Chapitre 89

Alle waren von der unglaublich schönen Musik fasziniert, darunter die Juroren und andere Teilnehmer auf der Bühne, und sogar Gu Jiayi, die Gu Sixin oft „Love in the Sky“ spielen hörte.

Der einzige Unterschied war vielleicht Du Cheng; nur Du Chengs Augen waren klar, doch blitzte darin ein tiefes Gefühl der Bewunderung auf.

Der Grund ist einfach: Du Cheng stellte fest, dass Gu Sixins Interpretation von „Love in the Sky“ das gleiche Niveau wie Xin'ers damalige Interpretation erreicht hatte und sie vielleicht sogar übertraf.

Ja, es ist höher.

Obwohl Xin'er Emotionen simulieren und dem Lied „Love in the Sky“ eine eigene Seele verleihen kann, ist sie letztendlich nur ein intelligentes Programm. Diese Seele ist etwas starr und besitzt nicht die mädchenhafte Freude, Süße und das Glück, die Gu Sixin auszeichnen.

In diesem Moment wusste selbst Du Cheng, dass Gu Sixin erwachsen geworden war. Nachdem sie Gu Jiayi verlassen hatte, wuchs sie in rasantem Tempo heran.

Die noch spürbaren Emotionen verblassten, und der gesamte Saal blieb lange Zeit still.

Offenbar hatte sich noch niemand von diesem einzigartigen Gefühl erholt. Es war unklar, wie lange es dauerte, bis jemand zu klatschen begann, und allmählich wurde der Applaus immer lauter.

Darüber hinaus konnte Du Cheng, der in der Lobby saß, sogar den donnernden Applaus der zehntausenden draußen versammelten Fans hören; er war sehr intensiv, und einige Leute schrien sogar wild.

In diesem Moment erhob sich Gu Sixin auf der Bühne anmutig und stellte sich, vom Moderator geführt, vor Du Cheng und Gu Sixin.

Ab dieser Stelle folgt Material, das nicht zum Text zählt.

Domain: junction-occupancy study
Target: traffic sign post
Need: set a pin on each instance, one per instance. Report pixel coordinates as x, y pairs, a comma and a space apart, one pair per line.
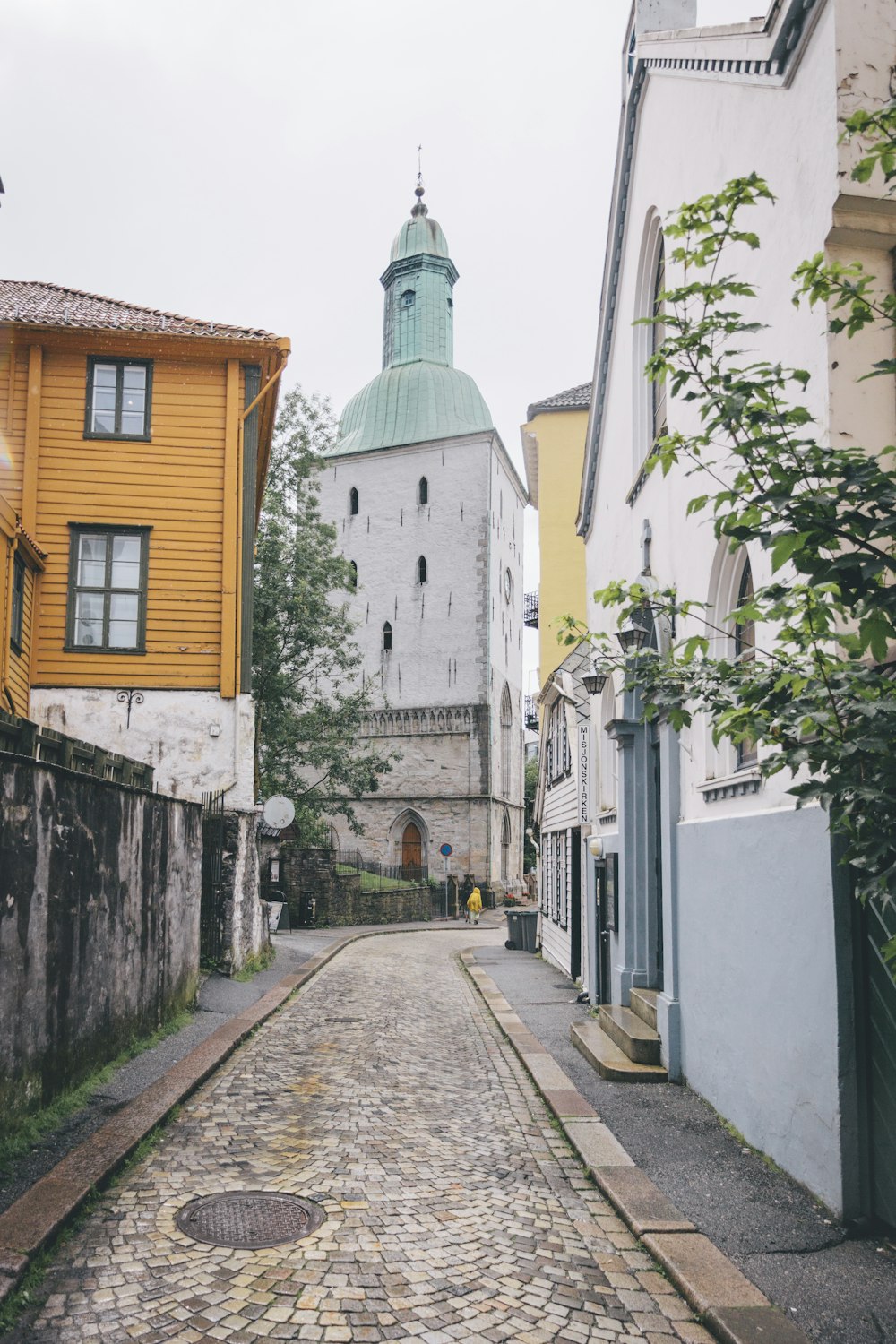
446, 855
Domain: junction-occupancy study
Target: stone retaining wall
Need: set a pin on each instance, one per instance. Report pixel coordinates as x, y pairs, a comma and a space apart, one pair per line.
99, 890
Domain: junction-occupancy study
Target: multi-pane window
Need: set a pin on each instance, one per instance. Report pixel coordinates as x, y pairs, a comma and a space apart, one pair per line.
18, 602
108, 589
118, 397
559, 761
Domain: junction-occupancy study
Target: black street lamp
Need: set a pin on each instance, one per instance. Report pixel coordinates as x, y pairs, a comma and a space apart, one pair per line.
594, 682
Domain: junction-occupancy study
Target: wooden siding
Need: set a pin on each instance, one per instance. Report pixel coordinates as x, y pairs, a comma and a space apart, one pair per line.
174, 486
18, 675
13, 386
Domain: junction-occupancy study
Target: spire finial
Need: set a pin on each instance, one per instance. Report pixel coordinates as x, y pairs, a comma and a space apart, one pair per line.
419, 209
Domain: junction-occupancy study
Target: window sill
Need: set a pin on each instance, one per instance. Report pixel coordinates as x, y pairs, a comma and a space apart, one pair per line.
120, 438
731, 785
94, 648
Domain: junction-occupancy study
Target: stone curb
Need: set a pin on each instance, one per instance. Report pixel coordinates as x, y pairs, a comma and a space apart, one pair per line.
38, 1217
726, 1301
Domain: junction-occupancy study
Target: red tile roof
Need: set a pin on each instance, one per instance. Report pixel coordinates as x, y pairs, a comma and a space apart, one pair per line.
39, 304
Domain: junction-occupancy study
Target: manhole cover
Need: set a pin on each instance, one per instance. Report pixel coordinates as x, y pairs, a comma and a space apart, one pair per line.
249, 1219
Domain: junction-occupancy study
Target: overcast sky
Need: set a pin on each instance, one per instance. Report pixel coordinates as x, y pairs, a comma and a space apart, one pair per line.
253, 163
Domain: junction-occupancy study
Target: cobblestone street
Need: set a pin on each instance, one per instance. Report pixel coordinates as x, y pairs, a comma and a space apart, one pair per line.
454, 1209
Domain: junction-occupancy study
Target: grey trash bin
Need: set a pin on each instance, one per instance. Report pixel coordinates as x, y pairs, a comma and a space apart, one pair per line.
528, 929
514, 930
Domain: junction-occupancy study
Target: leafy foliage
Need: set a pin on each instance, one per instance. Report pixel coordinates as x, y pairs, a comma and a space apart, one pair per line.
309, 698
817, 699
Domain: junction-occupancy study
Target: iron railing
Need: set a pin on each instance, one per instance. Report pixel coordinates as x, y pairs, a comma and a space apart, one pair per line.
22, 737
379, 876
211, 908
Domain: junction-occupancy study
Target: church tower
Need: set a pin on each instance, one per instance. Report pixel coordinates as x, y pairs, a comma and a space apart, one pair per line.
429, 511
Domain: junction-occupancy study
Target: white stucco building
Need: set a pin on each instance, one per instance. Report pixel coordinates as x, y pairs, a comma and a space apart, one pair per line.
728, 911
429, 511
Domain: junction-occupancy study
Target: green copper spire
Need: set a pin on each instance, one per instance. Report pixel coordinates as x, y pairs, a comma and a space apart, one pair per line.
419, 395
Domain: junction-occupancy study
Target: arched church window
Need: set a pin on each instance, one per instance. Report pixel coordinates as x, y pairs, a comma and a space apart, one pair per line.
506, 742
745, 652
659, 331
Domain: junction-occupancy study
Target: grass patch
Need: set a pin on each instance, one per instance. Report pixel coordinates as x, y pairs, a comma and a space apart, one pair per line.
29, 1290
26, 1132
254, 962
374, 882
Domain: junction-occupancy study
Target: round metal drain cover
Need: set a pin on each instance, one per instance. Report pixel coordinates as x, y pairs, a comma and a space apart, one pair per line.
249, 1219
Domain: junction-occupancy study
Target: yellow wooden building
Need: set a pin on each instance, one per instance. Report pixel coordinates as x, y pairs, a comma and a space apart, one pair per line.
554, 451
134, 451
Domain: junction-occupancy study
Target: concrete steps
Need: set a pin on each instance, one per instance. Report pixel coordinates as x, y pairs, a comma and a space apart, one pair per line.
608, 1059
630, 1034
643, 1003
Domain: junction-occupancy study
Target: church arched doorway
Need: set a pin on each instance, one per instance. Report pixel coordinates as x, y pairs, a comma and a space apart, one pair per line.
411, 851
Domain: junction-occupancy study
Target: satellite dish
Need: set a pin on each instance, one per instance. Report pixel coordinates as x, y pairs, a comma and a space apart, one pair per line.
279, 812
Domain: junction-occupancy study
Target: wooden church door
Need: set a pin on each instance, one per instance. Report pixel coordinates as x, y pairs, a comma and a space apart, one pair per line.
411, 851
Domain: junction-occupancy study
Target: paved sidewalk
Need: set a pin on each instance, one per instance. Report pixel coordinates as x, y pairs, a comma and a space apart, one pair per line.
454, 1210
837, 1289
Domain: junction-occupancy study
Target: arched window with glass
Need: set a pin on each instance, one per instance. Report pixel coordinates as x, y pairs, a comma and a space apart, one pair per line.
659, 335
745, 652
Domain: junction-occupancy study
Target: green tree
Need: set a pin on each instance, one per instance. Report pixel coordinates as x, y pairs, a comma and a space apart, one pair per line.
818, 695
306, 675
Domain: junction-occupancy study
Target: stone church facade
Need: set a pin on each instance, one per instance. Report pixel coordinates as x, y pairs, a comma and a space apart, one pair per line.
429, 510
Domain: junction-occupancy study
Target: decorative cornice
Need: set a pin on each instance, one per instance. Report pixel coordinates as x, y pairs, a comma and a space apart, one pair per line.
786, 29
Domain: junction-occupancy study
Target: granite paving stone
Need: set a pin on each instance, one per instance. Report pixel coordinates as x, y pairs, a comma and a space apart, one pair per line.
386, 1093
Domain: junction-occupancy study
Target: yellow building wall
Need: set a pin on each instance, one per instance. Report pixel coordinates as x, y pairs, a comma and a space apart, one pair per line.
562, 583
13, 384
174, 486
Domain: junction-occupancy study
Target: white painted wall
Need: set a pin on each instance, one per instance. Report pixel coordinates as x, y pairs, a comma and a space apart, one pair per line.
195, 741
754, 916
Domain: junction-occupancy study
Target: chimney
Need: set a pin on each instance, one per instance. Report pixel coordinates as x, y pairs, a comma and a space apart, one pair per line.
664, 15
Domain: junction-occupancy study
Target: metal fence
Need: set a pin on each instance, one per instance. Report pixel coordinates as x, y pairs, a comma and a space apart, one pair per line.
22, 737
378, 876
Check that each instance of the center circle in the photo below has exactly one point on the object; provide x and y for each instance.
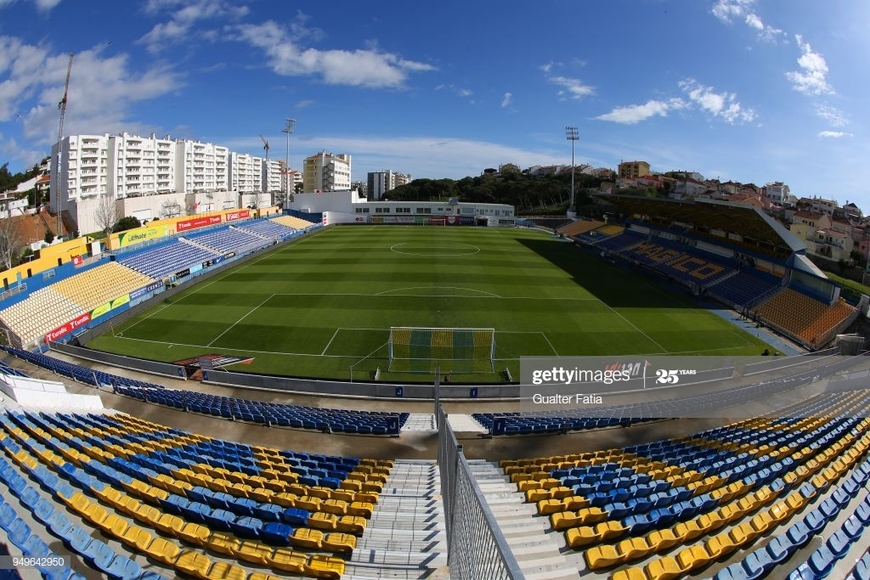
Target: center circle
(437, 249)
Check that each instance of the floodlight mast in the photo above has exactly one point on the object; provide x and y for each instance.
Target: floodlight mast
(572, 135)
(288, 128)
(62, 106)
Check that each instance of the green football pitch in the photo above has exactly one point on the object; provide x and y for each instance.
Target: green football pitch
(323, 305)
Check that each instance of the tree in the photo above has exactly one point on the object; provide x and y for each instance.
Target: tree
(107, 213)
(10, 242)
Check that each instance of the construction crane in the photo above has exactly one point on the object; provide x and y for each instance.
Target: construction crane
(288, 129)
(62, 106)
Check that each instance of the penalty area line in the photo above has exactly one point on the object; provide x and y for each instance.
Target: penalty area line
(328, 344)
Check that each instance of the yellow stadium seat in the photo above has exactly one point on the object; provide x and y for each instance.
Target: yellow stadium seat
(339, 542)
(665, 568)
(633, 549)
(194, 533)
(137, 537)
(163, 550)
(603, 556)
(720, 545)
(222, 543)
(288, 560)
(226, 571)
(254, 552)
(325, 567)
(193, 563)
(307, 538)
(350, 524)
(629, 574)
(661, 540)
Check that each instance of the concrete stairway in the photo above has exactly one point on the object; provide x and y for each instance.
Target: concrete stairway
(540, 555)
(405, 537)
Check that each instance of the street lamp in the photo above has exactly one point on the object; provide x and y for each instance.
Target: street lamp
(288, 128)
(572, 136)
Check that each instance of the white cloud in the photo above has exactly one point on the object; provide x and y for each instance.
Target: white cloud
(422, 156)
(728, 11)
(572, 88)
(103, 90)
(722, 105)
(834, 134)
(44, 5)
(812, 78)
(185, 14)
(636, 113)
(832, 115)
(367, 68)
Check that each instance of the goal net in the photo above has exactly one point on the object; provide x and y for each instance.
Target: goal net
(455, 350)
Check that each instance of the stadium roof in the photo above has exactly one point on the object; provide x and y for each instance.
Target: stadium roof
(754, 226)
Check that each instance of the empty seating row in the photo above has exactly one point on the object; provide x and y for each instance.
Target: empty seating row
(77, 372)
(295, 222)
(802, 316)
(708, 494)
(268, 229)
(167, 259)
(273, 414)
(230, 239)
(52, 306)
(628, 414)
(93, 551)
(742, 288)
(221, 522)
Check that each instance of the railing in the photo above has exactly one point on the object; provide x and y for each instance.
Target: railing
(476, 546)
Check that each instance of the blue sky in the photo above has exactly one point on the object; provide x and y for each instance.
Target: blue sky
(749, 90)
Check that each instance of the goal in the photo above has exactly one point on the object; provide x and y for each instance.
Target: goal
(455, 350)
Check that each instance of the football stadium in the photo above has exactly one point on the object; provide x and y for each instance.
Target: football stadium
(253, 394)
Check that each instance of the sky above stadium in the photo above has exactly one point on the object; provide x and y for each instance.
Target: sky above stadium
(748, 90)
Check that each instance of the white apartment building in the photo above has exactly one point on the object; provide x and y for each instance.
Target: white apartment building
(140, 165)
(246, 173)
(326, 172)
(380, 182)
(292, 178)
(777, 192)
(82, 169)
(201, 167)
(273, 176)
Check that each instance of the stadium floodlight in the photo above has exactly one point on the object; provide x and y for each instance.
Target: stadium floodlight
(288, 128)
(572, 135)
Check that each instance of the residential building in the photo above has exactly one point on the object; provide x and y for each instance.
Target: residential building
(273, 175)
(326, 172)
(201, 167)
(380, 182)
(777, 191)
(804, 223)
(633, 169)
(81, 169)
(689, 186)
(140, 165)
(246, 173)
(853, 212)
(822, 235)
(819, 204)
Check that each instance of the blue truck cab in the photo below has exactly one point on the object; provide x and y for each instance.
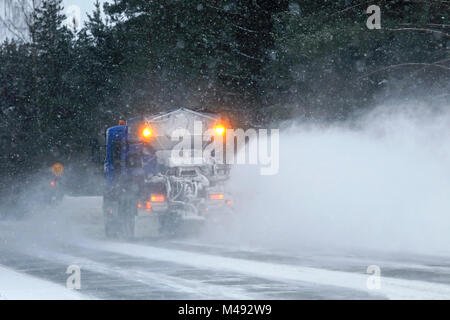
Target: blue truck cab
(141, 179)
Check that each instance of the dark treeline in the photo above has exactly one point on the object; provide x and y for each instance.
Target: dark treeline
(258, 60)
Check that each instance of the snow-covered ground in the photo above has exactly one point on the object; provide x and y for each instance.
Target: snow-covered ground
(19, 286)
(35, 254)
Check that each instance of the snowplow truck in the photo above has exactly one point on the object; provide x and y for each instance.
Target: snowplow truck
(144, 174)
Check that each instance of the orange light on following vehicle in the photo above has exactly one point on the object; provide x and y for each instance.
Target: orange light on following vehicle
(147, 133)
(157, 198)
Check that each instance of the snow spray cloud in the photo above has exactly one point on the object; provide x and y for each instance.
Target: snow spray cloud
(380, 182)
(221, 145)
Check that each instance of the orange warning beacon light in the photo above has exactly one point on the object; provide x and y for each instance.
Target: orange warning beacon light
(220, 129)
(147, 132)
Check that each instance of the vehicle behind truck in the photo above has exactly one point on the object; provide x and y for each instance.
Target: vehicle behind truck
(146, 172)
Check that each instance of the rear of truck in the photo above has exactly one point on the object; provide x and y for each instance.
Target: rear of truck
(148, 178)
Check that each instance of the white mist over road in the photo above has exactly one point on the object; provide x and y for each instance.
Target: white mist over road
(379, 182)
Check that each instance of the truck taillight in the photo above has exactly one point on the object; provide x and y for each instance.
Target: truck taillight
(216, 196)
(157, 198)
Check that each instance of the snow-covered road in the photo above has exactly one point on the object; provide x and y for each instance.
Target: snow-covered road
(35, 254)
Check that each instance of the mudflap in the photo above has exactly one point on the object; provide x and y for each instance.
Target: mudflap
(120, 218)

Obwohl Du Cheng und Gu Jiayi Hüte trugen, erkannte Gu Sixin sie auf den ersten Blick. Oder besser gesagt, Gu Sixin erkannte sie in dem Moment, als sie die Bühne betraten.

Um ihre jüngere Schwester besser sehen zu können, nahm Gu Jiayi in diesem Moment ihren Hut ab, doch ihre Augen waren bereits leicht gerötet.

Als Gu Sixin ihre Schwester so sah, füllten sich auch ihre Augen mit Tränen.

Die Siegerin steht fest. In dem kurzen Wettbewerb von weniger als einer Stunde erhielt Gu Sixin über drei Millionen Stimmen per SMS. Der Auswahlprozess war sogar noch skurriler. Einer der Juroren, der sonst sehr humorvoll ist, griff zu einer Ersatz-Punktetafel. Während die anderen Juroren die Höchstpunktzahl von zehn vergaben, addierte er die beiden Punktetafeln und gab ihr hundert Punkte.

Bei den anderen vier Teilnehmern belegte der Kandidat in seinen Dreißigern den zweiten Platz, während der dritte Platz an ein Mädchen ging, das erst etwa zwanzig Jahre alt war und ein sehr ruhiges und elegantes Temperament hatte.

Im nächsten Schritt wurden entsprechend der Rangliste Trophäen und Urkunden verliehen, wobei Gu Sixin der Letzte war.

„Gu Sixin, herzlichen Glückwunsch zum Gewinn des Klavierwettbewerbs ‚Piano Elf‘. Möchten Sie dem Publikum, den Fernsehzuschauern oder Ihrer Familie und Ihren Angehörigen etwas sagen?“

Nachdem Gu Sixin die Siegermedaille und die Urkunde überreicht worden waren, stellte die elegante und vornehme Moderatorin Gu Sixin sofort eine Frage.

Gu Sixin nickte. Dann nahm sie dem Moderator das Mikrofon ab, warf Gu Jiayi und Du Cheng im Publikum einen Blick zu und sagte: „Vielen Dank für Ihre Unterstützung in den letzten Tagen. Ihre Unterstützung hat mich bis zum Ende gebracht …“

Das war ganz offensichtlich nicht Gu Sixins eigene Absicht. Während sie das sagte, glitt ihr Blick plötzlich über Du Chengs Gesicht, und Du Cheng konnte in diesem Moment den Schalk in Gu Sixins Augen erkennen.

Offensichtlich handelte es sich hierbei um eine vorbereitete Erklärung, die die Organisatoren Gu Sixin schon vor langer Zeit gegeben hatten.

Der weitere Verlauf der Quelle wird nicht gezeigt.